Dale Sveum does more than make decisions on pinch-hitting. He also convinced Alfonso Soriano to start using a lighter bat.
‘‘He has adjusted a little bit, but I think even a really smaller, lighter bat would help a lot,’’ Sveum said. ‘‘He was OK with it, but he didn’t quite go as far as I wanted with the lighter bat.’’
Soriano, who has used one of the heaviest bats in the majors much of his career, went from 33½ ounces to 32 and said it’s working out all right. But to go any lighter than that, he said, ‘‘might start to be uncomfortable.’’

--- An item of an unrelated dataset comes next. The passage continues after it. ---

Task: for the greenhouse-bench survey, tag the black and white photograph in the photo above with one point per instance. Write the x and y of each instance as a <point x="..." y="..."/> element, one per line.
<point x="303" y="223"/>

Sveum said he understands ‘‘those are harder things to get over than people think.’’ And maybe the smaller difference ultimately will be enough; Soriano hit the ball off the center-field wall for a double Sunday against the Milwaukee Brewers.
So when will the Fonz start hitting home runs?
‘‘When I hit one. I want that monkey off my back,’’ he said.
Good to know. While we’re on the subject of elderly Cubs, Kerry Wood looked like a real Major League pitcher yesterday.
‘‘He was really sharp. He did a great job,’’ said Sveum, who was most encouraged by the fact it came after a two-inning appearance Friday night that started with two walks and nine straight balls.
Wood has battled minor shoulder issues since spring training.
‘‘He threw his curve ball today, cutter, had good velocity,’’ Sveum said. ‘‘That was really nice to see, to bounce back after a good outing last time — a two-inning good outing — and bounce back with another one.’’
Maybe the old guy has something left in his tank. Or maybe he used it up the last two games.